Aryl hydrocarbon receptor-dependent induction of loss of mitochondrial membrane potential in epididydimal spermatozoa by 2,3,7,8-tetrachlorodibenzo-p-dioxin (TCDD).

2,3,7,8-Tetrachlorodibenzo-p-dioxin (TCDD) is an environmental contaminant known to exhibit toxic effects on the male reproductive system, including the epididymus and spermatozoa. However, the mechanism(s) that mediate dioxin toxicity in spermatozoa remain unclear. The aim of the present study was to investigate whether exposure to TCDD would cause a loss in mitochondrial membrane potential (Deltapsi(m)) in spermatozoa and whether such an effect is mediated by the Ah receptor (AhR).

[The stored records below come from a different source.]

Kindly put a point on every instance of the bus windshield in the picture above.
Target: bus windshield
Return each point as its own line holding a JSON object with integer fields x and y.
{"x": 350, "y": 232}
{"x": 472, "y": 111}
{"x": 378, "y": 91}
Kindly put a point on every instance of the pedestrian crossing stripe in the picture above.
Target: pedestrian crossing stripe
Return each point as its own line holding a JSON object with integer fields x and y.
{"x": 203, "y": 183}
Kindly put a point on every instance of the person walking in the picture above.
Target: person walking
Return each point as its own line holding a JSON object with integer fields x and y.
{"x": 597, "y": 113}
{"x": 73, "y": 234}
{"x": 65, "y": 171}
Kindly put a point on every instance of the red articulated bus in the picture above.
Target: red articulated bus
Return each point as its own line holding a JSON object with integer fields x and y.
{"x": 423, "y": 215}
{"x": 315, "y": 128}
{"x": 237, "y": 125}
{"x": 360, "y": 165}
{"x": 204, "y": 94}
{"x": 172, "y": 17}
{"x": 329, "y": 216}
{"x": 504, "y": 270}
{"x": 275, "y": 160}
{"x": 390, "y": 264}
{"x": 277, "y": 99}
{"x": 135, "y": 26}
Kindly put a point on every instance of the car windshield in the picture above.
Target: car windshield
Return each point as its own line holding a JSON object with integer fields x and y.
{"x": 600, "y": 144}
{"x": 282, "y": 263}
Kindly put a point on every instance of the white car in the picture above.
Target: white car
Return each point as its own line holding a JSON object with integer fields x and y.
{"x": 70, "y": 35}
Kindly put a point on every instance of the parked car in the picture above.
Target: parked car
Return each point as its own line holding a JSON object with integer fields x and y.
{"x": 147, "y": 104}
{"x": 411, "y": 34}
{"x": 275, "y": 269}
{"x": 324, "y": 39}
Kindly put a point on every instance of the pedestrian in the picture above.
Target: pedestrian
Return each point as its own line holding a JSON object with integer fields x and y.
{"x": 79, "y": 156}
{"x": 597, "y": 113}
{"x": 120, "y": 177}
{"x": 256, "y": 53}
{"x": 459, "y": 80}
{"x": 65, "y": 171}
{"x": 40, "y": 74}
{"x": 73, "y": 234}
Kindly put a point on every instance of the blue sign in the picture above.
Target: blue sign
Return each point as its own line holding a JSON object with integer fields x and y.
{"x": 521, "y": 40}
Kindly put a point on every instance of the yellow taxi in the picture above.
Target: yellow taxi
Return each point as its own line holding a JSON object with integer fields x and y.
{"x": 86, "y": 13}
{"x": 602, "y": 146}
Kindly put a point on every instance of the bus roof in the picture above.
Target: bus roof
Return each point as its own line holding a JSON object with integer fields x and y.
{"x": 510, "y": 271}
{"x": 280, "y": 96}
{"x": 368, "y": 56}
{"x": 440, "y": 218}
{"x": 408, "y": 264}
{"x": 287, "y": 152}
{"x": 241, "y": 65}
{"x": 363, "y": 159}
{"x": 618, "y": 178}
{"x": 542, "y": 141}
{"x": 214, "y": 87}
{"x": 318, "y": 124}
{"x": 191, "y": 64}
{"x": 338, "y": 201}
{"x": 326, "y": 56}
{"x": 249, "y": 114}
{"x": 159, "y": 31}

Exposure of C57BL/6 male mice to TCDD at concentrations of 0.1-50 microg/kg for 24 h caused a dose-dependent loss of Deltapsi(m) in epididymal spermatozoa compared to spermatozoa from vehicle-treated mice. However, this effect was not apparent in spermatozoa from AhR knockout (KO) mice. Exposure of spermatozoa from C57BL/6 mice to 1 nM or 5 nM TCDD in vitro also induced loss of Deltapsi(m). TCDD-exposed C57BL/6 mice failed to exhibit changes in the morphology of testes and epididymus, and did not show any increase in number of apoptotic germ cells. In addition, comparison of reactive oxygen species (ROS) production in spermatozoa from vehicle- and TCDD-treated mice indicated that exposure to TCDD resulted in elevated ROS levels in the spermatozoa from TCDD-treated mice. Moreover, blockade of ROS production by pretreatment with ROS scavenger N-acetylcysteine (NAC) mitigated the loss of Deltapsi(m) following TCDD exposure. Taken together, these data suggest that direct exposure of spermatozoa to TCDD triggers loss of Deltapsi(m) that is mediated by AhR-dependent production of ROS.